Once Upon A Time
At one time the Labour Party operated under a comforting myth about its internal democratic processes. The great work of scholarship on this period is "The Labour Party Conference" by Lewis Minkin (Manchester University Press, 1978).
It was then believed (but not by Lewis) that it was possible for the smallest he or she to go to their Local Labour Party Branch Meeting and set a process in motion that could end up shaping the policy not just of the Labour Party, but of its parliamentary wing.
By presenting a motion to a meeting, it might eventually end up being endorsed by the Annual Conference of the Labour Party and be pressed upon the leadship of Parliamentary Labour Party (PLP).
Of course, the myth tended to ignore the difficulties. Would the motion virtually disappear when it was cobbled together with other motions on the same topic at a pre-Conference compositing meeting? If not would you then pursuade the powerful Conference Arrangements Committee to recommend it to Conference for debate ? Next, would the National Executive Committee (NEC) seek to kick it into touch by recommending that it should be remitted to them for further thought ? And even if it eventually carried the day (perhaps against platform opposition), there was a high likelihood that the NEC or the PLP (or both) would just ignore it.
The Value Of The Myth
Yet the myth had important positive aspects. Occasionally activists could stir the conscience of the Party. In 1977 my local Constituency Party in North East Derbyshire did exactly this in a move to seek to protect its Councillors in Clay Cross who had rebelled against the operation of Tory Rent legislation 5 years earlier. It was only after it was carried overwhelmingly at Conference that it was ignored by those who should be Conference's servants.

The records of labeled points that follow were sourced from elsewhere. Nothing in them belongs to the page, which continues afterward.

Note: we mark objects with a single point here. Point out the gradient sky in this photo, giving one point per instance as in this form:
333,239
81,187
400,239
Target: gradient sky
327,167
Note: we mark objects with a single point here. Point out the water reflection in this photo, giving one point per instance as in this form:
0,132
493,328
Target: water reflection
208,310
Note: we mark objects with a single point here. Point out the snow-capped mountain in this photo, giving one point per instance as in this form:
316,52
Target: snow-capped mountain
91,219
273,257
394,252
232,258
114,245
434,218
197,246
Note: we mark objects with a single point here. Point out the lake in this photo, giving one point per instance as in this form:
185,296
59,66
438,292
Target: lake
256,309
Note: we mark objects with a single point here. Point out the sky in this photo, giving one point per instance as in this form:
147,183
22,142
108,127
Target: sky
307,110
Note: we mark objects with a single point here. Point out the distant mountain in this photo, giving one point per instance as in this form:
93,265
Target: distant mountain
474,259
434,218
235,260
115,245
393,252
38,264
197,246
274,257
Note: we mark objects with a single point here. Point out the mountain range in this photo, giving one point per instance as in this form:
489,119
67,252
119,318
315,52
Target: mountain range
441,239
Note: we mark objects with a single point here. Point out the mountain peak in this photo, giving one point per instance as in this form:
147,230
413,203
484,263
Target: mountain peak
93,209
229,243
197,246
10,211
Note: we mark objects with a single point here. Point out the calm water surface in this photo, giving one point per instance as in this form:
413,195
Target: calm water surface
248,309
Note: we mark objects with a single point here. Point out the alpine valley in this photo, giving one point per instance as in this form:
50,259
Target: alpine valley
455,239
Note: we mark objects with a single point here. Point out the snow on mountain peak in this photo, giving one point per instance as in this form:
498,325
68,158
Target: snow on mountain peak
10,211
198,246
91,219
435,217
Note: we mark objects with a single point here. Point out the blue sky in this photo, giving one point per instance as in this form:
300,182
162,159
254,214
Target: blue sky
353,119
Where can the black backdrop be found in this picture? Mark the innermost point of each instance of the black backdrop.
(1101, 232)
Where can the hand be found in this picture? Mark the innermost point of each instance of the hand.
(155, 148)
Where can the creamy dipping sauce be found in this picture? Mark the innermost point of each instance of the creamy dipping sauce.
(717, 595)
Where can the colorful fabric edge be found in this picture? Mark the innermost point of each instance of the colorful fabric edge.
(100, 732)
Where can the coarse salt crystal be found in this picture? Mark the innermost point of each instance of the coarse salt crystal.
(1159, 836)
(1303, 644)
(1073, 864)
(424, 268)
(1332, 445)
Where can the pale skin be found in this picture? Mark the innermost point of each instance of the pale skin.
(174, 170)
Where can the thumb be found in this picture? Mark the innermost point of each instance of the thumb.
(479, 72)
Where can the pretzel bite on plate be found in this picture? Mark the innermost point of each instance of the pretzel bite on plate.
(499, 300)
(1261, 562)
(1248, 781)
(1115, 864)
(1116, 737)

The big thing about the myth which underlayed the above process is that it was based on clear, precise and understandable democratic principles. When you found that a proposal was subverted by undemocratic procedures, then the party members effected by this knew where to press for changes.
Today's Smoke and Mirrors
In place of yesterday's dreams, we now have a complex mix of Rolling Policy Programmes which are in theory developed through a variety of Policy Commissions which are fed and feed into various Policy Forums. A Joint Policy Committee made up of representatives from the Government, the NEC and the National Policy Forum are then brought into the act, before complex Policy Documents are then rubber-stamped by Annual Conference.
To Labour's dwindling rank and file, all of this is smoke and mirrors and they feel no ownership of the final outcome. In the absence of a clear and understandable decision making process , few in the Party are even aware of the (often theoretical) existence of networks of co-ordinators who can be tapped for a feed-in to this byzantine sytem.
Enter The Woman In Black
If we wish to transform the current structure we need to struggle to understand what it is . This is best done through involving ourselves in its peculiarities. We can then help change it into something that is meaningful.
There is no better way to gain the knowledge we need than by following what Ann Black is doing. She burrows away on a Policy Commission and is an active member of both the NEC and the National Policy Forum. But to bring the rest of us in to the act, she runs an invaluable web-site on which she presents her own reports of the various meetings she attends and provides clear information on their structures. What the Party hides from us, Ann supplies.
No wonder she finishes top of the poll in the Constituency Section of the NEC elections.
What Can We Do ?
It is only with knowledge that we can advance democracy, even if it is mainly a knowledge of what we need to change. I have, therefore, emailed Party HQ to see what I have to do to become a Local Co-ordinator in this process. I can't lose. If they don't answer, I just have to ask Ann.